I'm currently managing a Postgres cluster with a petabyte of data running on ZFS on Linux on AWS. Most of the issues we've come across are around us not knowing ZFS.
The first main issue was the arc_shrink_shift default being poor for machines with a large ARC. Our machines have Arc at several 100GB, so the default arc_shrink_shift was flushing several GBs to disk at a time. This was causing our machines to become unresponsive for several seconds at a time pretty frequently.
The other main issue we encountered was when we tried to delete lots of data at a time. We aren't sure why, but when we tried to delete a lot of data (~200GB from each machine which each contain several TB of data), our databases become unresponsive for an hour.
Other then these issues, ZFS has worked incredibly well.
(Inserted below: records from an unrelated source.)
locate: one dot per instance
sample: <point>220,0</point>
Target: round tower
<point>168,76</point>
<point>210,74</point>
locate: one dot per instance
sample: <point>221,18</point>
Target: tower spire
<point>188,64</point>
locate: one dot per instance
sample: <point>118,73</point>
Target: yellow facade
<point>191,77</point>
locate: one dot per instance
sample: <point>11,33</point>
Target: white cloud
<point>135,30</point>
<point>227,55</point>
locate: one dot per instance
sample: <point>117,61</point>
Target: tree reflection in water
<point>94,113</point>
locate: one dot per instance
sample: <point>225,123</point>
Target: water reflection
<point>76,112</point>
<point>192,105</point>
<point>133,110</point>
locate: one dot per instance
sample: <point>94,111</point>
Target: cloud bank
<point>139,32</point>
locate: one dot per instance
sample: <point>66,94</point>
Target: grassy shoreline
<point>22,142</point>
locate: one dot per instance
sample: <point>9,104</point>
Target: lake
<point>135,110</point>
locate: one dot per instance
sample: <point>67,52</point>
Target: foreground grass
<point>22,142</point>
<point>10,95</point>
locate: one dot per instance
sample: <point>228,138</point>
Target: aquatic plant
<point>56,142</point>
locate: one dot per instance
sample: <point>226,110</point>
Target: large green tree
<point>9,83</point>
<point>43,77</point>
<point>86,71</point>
The builtin compression has saved us lots of $$$. It's just the unknown unknowns that have been getting us.
Agreed, ZFS has its caveats, but feature-wise and stability-wise ZFS is to -- a large degree -- what BTRFS should have been.
The licensing is incredibly unfortunate, though. (I don't care about the reasoning for the license, it's just bad that it isn't GPL-compatible so that it could be compatible with the most prolific kernel in the world.)
Anyway, back to BTRFS-vs-ZFS. It seems abundantly clear that a filesystem is (no longer) a thing where you can just "throw an early idea out there" and hope that others will pick up the slack and fix all the bugs. There's just too much design (not code) that goes into these things that it's not just about code any more.
My (small) bet right now as to the "next gen" FS on Linux is on bcachefs[1, 2]. It sounds much sounder from a design perspective than BFS, plus it's built on the already-proven bcache, etc. etc. (Read the page for details.)
According to Canonical, it _is_ GPL compatible. Either way, that shouldn't get in the way of the best file system in existence being used with the kernel of last resort.
Canonical ships ZoL binaries as of April 2016. They claim doing so doesn't violate the GPL since they are shipping it as a module rather than built into the kernel.
No, they're supplied as kernel modules, packaged separately from the kernel. Before Ubuntu 15.10 you could still install it as a DKMS module (such that it compiled on the system it's being installed on). Now they just ship the pre-built .ko's, saving the user compilation time. There are still userland tools to interact with it zpool, zfs etc.
>We aren't sure why, but when we tried to delete a lot of data (~200GB from each machine which each contain several TB of data), our databases become unresponsive for an hour.
There used to be an issue where users hitting their quota couldn't delete files since for some reason deleting a file meant creating a file somehow. The trick was to find some reasonably large file and `echo 1 > large_file` which truncates the file and frees up enough space that you can begin removing files. Maybe this kind of trick could help you guys.
That said, it's inadvisable to run a database on a btree file system like ZFS or btrfs if you're keeping an eye on the write performance.
cf Postgres 9.0 High Performance by Gregory Smith (https://www.amazon.com/PostgreSQL-High-Performance-Gregory-S...)
> That said, it's inadvisable to run a database on a btree file system like ZFS or btrfs if you're keeping an eye on the write performance.
Our writes are actually heavily CPU bound because of how we architected the system[0]. We recently made some changes that dramatically improved our write throughput, so AFAICT, we aren't going to need to focus much on write performance in the near future.
Could you elaborate more on your setup? What's in the ZFS pool that supports the performance of running a DB as well as a PB of data without breaking the bank?
It's not a single machine. We have a cluster of machines, each of which have several TB of data. The only parameter I clearly remember changing is recordsize=8k, since postgres works with 8k pages.
The first main issue was the arc_shrink_shift default being poor for machines with a large ARC. Our machines have Arc at several 100GB, so the default arc_shrink_shift was flushing several GBs to disk at a time. This was causing our machines to become unresponsive for several seconds at a time pretty frequently.
The other main issue we encountered was when we tried to delete lots of data at a time. We aren't sure why, but when we tried to delete a lot of data (~200GB from each machine which each contain several TB of data), our databases become unresponsive for an hour.
Other then these issues, ZFS has worked incredibly well. The builtin compression has saved us lots of $$$. It's just the unknown unknowns that have been getting us.